Du côté des communautés religieuses, la Fondation a recensé huit chantiers, touchant l'Oratoire Saint-Joseph, le couvent Sainte-Anne, la Maison mère des Soeurs-Grises, le Grand Séminaire, Notre-Dame-de-Lourdes, le Séminaire Saint-Sulpice, la maison Villa Maria et la permanence des Hospitalières de Saint-Joseph. Le plan triennal d'intervention sur ces lieux qui ont tous reçu la cote A (pour «valeur exceptionnelle») nécessiterait environ six millions.

La Fondation multiplie les pressions sur les élus depuis quelques mois. L'abbé Turmel a rencontré Monique Jérôme-Forget, présidente du Conseil du trésor. Il sollicite des députés, des ministres, bref, il s'active pour faire comprendre l'urgence de la situation. «Si l'État se retire complètement, ce sera une catastrophe, dit le secrétaire de la FPR. Les communautés religieuses ne peuvent faire face seules à la situation. Sans intervention, à courte échéance, d'ici cinq ans, certains lieux vont disparaître.»

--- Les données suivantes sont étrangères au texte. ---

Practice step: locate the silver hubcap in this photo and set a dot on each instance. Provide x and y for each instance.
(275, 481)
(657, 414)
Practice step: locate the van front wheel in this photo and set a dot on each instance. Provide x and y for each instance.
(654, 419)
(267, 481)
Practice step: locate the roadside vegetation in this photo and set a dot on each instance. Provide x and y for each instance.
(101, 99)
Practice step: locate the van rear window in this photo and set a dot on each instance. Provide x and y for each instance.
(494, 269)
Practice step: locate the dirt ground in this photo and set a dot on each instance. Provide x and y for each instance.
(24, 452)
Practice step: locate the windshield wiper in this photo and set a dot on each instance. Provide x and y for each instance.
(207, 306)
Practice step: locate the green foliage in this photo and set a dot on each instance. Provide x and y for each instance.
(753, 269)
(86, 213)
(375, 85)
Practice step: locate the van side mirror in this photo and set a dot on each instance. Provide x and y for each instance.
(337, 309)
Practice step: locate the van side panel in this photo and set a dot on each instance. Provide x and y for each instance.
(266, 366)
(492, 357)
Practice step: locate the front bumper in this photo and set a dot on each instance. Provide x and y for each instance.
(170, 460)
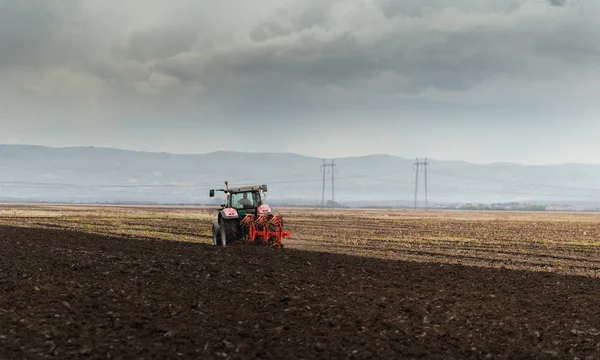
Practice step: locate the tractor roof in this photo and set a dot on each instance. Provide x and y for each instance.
(246, 188)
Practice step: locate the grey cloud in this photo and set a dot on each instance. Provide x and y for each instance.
(557, 2)
(314, 53)
(156, 44)
(42, 33)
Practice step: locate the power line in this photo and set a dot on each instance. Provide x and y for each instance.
(324, 168)
(417, 166)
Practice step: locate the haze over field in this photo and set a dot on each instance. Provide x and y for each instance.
(98, 174)
(474, 80)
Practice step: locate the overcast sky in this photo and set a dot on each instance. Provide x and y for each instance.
(474, 80)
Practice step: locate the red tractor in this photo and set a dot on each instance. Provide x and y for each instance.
(245, 216)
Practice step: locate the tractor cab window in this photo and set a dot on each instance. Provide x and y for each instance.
(242, 200)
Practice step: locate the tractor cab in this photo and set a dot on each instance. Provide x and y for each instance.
(245, 199)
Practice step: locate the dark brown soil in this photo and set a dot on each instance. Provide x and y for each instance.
(67, 294)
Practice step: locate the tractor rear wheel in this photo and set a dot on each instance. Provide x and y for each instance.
(229, 231)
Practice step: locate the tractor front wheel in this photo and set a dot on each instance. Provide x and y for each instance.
(229, 231)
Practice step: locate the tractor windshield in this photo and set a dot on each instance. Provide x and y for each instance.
(244, 200)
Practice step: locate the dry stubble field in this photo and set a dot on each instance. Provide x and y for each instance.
(145, 282)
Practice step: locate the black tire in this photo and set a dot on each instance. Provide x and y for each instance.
(229, 231)
(216, 233)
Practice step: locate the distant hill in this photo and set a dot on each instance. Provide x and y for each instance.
(38, 173)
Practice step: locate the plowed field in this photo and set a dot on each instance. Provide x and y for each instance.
(132, 282)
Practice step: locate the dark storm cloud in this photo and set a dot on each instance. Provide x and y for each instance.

Il donne l'exemple de l'église Saint-Jean-Baptiste, sur le plateau Mont-Royal, où se déroulaient récemment les funérailles du comédien Serge Turgeon. La Fondation y a injecté 1,4 million en cinq ans, mais il faut encore refaire la toiture, la fenestration et un peu de maçonnerie. «Si on abandonne le chantier, les dégâts seront irréparables d'ici cinq ans. C'est pareil pour St. Michael's: à quoi bon réaliser la moitié de la toiture, si on laisse l'autre moitié couler.»

Il faudrait de l'argent, même pour démolir ces cathédrales de pierre. La vente éventuelle de ces édifices nécessite aussi des études qui coûtent cher et appellent l'intervention de l'État. «Les systèmes électriques de 95 % des lieux de culte datent de plus de 50 ans, souvent de la construction même, dit Claude Turmel. Ces édifices ne respectent pas les règles de sécurité. Le programme administré par la Fondation a permis de sauver des dizaines d'églises. Il en reste encore beaucoup à sauver.»